Se expande el fenómeno “gapper”: el tiempo sabático organizado

El fenómeno “gapper”, que acaba de llegar a España, surgió en Gran Bretaña en la década de los 80 y en la actualidad son más de 200.000 los británicos en edades comprendidas entre los 18 y los 45 años que optan por un año sabático o “gap year” antes o después de comenzar sus estudios universitarios.

Extendido a otras partes de Europa como Holanda, Alemania o los países escandinavos, a España acaba de llegar de forma organizada de la mano de la empresa “Sabática”, que calcula en 11 millones de personas el potencial de público interesado.

Según dijo a Efe Meritxell Morera, una de las creadoras de la compañía, la idea surgió cuando trabajaba en una fundación especializada en viajes destinados a gente joven en Copenhague.

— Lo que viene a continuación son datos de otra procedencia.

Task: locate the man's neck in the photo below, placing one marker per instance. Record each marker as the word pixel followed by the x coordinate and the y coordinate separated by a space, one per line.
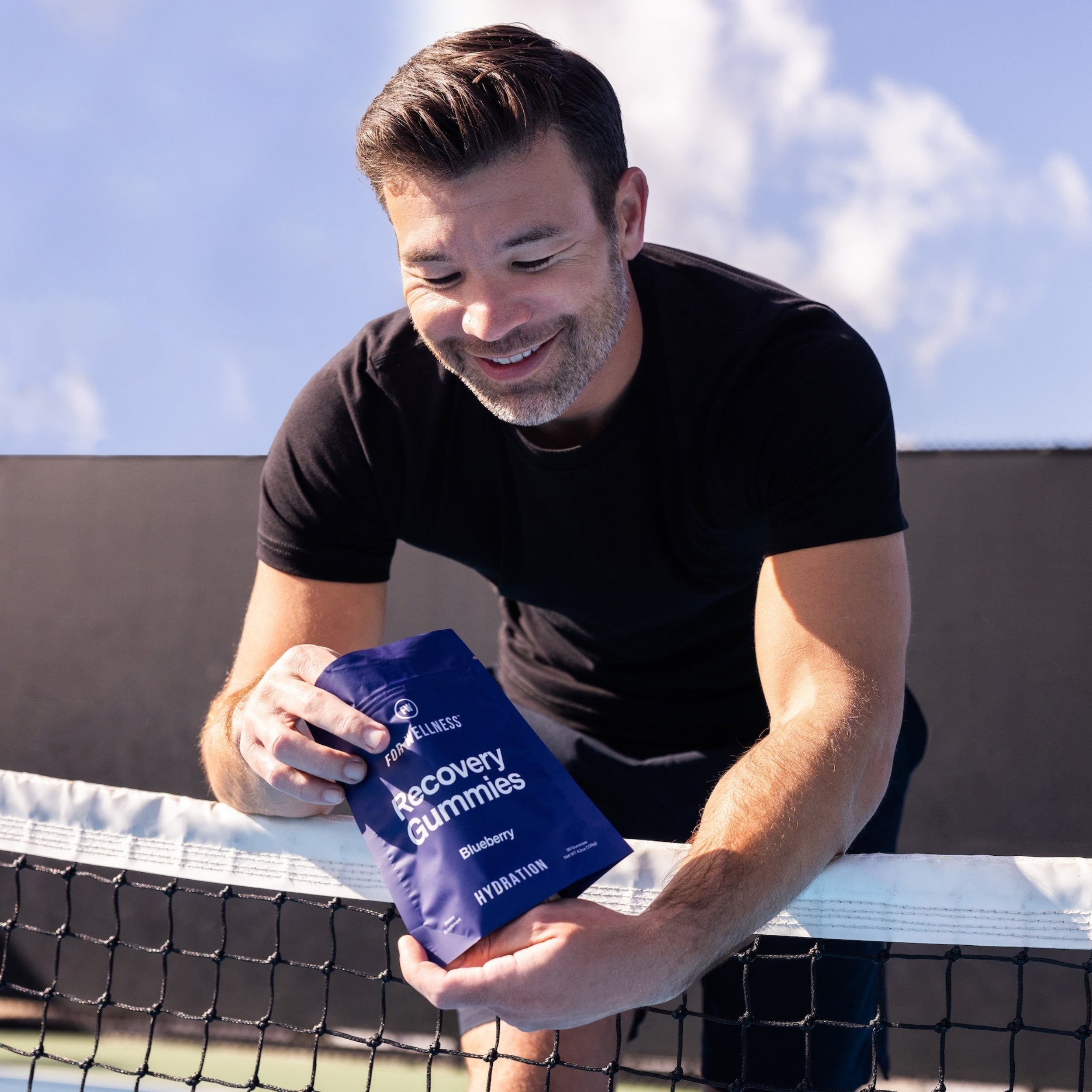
pixel 601 398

“Para su tiempo sabático muchos participantes se sentían atraídos por programas que les ofrecieran un valor añadido, ya sea en programas educativos, voluntariado o intercambio cultural, y mi socio y yo pensamos que en España existía un nicho de mercado muy relevante en el que podríamos trabajar”, detalló Morera.

La empresa ofrece un servicio de consultoría dedicada a organizar distintos programas educativos, de voluntariado social y medioambiental o trabajo en el extranjero.

Los interesados que más solicitan estos servicios son los jóvenes, aunque en el futuro se espera que la demanda crezca entre profesionales con un poder adquisitivo más elevado.

Entre sus clientes hay también ejecutivos que necesitan hacer un paréntesis, funcionarios o personas que se toman una excedencia, solteros o parejas sin hijos y quienes desean reorientar completamente su carrera profesional.

“Estudiamos el perfil del interesado y le ofrecemos una respuesta personalizada en función de las habilidades que quiera desarrollar”, explicó Morera.

Un ejemplo: en Noruega un “gapper” puede convivir con una familia de granjeros noruegos y colaborar en tareas agrícolas o vivir en granjas de turismo rural para aprender su cultura e idioma, a cambio de alojamiento, manutención y un dinero “de bolsillo”.

La oferta “gapper” también incluye servicios para empresas, con programas diseñados a medida para aprender una habilidad concreta o incluso participar en actividades de voluntariado de corta estancia.

La duración de los viajes es muy variable, desde un mínimo de una semana o quince días hasta varios meses o un año, según el destino y actividad.

Su coste también oscila mucho dependiendo de estos factores, aunque según Meritxell Morera, existen programas para todos los bolsillos y por ejemplo una estancia de ocho semanas en Arizona (EE.UU.) para conservación del medio ambiente puede costar 726 euros, sin embargo, si el plazo se alarga a doce semanas o más, el coste se reduce a 400.